Lo que presento hoy es Tráfico, una banda muy reciente conformada por Gustavo Antuña (guitarra eléctrica, clásica), Bruno Boselli (guitarra eléctrica, acordeón, sanxian), Nandy Cabrera (órgano, electrónica de varios tipos, melódica), Ignacio Gutiérrez (piano, teclados), Diego Macadar (voz, saxo), Gastón Otero (contrabajo, bajo eléctrico) y Martín Ariosa (batería).

Al leer estos nombres, podemos notar que se trata de un estilo de “super banda” (tomando la clásica definición), ya que se trata de un numeroso grupo constituido por integrantes de otras conocidas bandas uruguayas, siendo estas Buenos Muchachos, Assimo, Platano Macho, Selectorchico, entre otras.  Aunque todas conocidas a mayor o menor nivel, hay una que sin duda se despega y es Buenos Muchachos, ya que en los últimos años se ha vuelto de las más populares de Uruguay (diría que por suerte y al fin). Esto obviamente es un enorme beneficio para esta banda ya que desde un principio cuentan con una atracción y difusión más grande de la que tendría cualquier otra banda que recién empieza, y tratándose de una banda de gran calidad (pues esta página no es de crítica, sino recomendaciones), es una suerte para todos.

La música de Tráfico es rock, empecemos por ahí. Los integrantes, como artistas de este género, van a traer una valija de sus trabajos previos relacionados a este lenguaje musical. Por ende, hay mucho de rock alternativo, indie rock y post-punk por sobre todo. Y gracias a esto, contamos a priori con una energía que transmite intensidad, incluso en el tema más tranquilo. No intensidad sonora, o sea, un volumen alto y sobrecarga de electricidad y capas sonoras, sino más bien algo sentimental, que obviamente es subjetivo pero es transmitido por la actitud y puesta artística de estos músicos.

Sin embargo, esto es solo una base, de donde parte la música, tal vez a un nivel más bien inconsciente, de esencia de los músicos mismos más que de la música misma. Y esto es porque Tráfico no es una banda de post-punk ni la definición más pura de rock, ni siquiera de aquellas un poquito más alejadas.

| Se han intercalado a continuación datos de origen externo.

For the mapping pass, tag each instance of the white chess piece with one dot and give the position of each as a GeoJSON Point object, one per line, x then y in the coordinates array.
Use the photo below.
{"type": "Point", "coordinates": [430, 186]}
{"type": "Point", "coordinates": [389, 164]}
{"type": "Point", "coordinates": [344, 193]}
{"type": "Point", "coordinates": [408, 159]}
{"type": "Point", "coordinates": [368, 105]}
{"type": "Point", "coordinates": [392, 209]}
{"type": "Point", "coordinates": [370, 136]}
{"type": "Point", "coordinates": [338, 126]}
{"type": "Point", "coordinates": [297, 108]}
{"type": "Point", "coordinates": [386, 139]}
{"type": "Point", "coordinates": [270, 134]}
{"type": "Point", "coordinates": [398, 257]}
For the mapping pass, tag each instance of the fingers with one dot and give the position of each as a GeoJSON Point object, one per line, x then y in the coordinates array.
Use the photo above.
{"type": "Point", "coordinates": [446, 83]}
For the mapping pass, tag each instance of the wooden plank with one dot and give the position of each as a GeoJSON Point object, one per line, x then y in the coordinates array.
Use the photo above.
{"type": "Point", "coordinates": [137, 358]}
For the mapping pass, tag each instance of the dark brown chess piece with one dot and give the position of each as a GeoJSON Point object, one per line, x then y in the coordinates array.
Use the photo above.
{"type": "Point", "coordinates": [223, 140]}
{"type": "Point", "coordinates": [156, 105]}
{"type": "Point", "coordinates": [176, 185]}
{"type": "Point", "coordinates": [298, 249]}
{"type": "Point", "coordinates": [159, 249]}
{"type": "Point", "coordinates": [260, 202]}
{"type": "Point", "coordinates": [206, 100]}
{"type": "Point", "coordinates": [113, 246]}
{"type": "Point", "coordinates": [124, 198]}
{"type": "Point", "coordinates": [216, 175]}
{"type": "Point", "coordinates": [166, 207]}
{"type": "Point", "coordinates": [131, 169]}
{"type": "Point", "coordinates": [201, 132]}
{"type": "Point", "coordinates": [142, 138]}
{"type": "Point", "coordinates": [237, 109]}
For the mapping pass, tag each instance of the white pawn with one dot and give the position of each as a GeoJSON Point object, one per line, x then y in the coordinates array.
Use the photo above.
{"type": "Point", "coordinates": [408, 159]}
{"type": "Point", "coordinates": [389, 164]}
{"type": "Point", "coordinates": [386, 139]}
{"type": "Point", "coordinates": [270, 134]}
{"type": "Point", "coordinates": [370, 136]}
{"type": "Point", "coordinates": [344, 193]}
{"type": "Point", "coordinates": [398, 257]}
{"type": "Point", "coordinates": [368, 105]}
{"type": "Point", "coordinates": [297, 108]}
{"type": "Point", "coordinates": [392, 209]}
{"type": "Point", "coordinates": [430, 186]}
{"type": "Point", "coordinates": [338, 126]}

La música de esta banda es un centenar de mezclas que logran un sonido bastante particular pero familiar.

Ya a leer la integración de la banda nos aleja un poco: saxofón (que aunque es un instrumento que ya ha sido muy utilizado en el rock, su asociación tan fuerte con el jazz siempre le da un toque especial, simplemente con estar presente más allá de lo que de verdad hace), acordeón, electrónica (que va desde el uso de materiales sintéticos a grabaciones de paisajes sonoros que en muchísimos momentos no tienen ninguna modificación más que cierta ecualización).

Hay una gran incorporación de jazz. No desde el punto de vista melódico y armónico, sino más bien ambiental. Toman ciertos aspectos del carácter del jazz para colorear de otra forma la música. No es el jazz que parte del bebop, sino uno más bien del dixieland o tal vez el jazz más cercano al blues, aquel asociado a la música de cabaret, dándole un toque oscuro y citadino.

Si a la idea de jazz le incorporamos la experimentación que adorna la música y a su vez el gran intento de evocar un ambiente citadino, sin duda podríamos notar influencias de Miles Davis, aquel que empieza a nacer con “On the Corner” con una mentalidad más cercana a la juventud y la ciudad que logró su auge (en este aspecto) con “Doo-Bop”. A su vez, no podemos dejar de lado la influencia que parecería ser la más evidente, Tom Waits. Este es bien conocido por su blues-jazz de cabaret de discos como “Blue Valentine” o “Heart of Saturday Night”, pero también por su increíble rock experimental de discos como “Rain Dogs”. La música de Waits contiene gran parte de lo que es Tráfico, tanto musicalmente como en la actitud y letras.

Nick Cave y Lou Reed  sin duda están presentes en esto. Como dije, hay una base de rock que nace del post-punk, un género en el cual Nick Cave es un gran referente y Reed una enorme influencia. Ambos están relacionados con lo que es el rock experimental. Pero Tráfico tiene una gran cara en la poesía, con letras que van de una especie de relato a descripciones, siempre con un enfoque metafórico que hace que lo relatado o descripto pase a una especie de simbolismo. Esto es algo que siempre está presente en Cave y Reed, y bueno, Tom Waits también. Con esto último no me refiero a que debido a estas influencias se haya adoptado esta idea, sino que por el uso de la misma, es posible la asociación. Y creo que tratándose de 3 enormes de la música, es algo meritorio.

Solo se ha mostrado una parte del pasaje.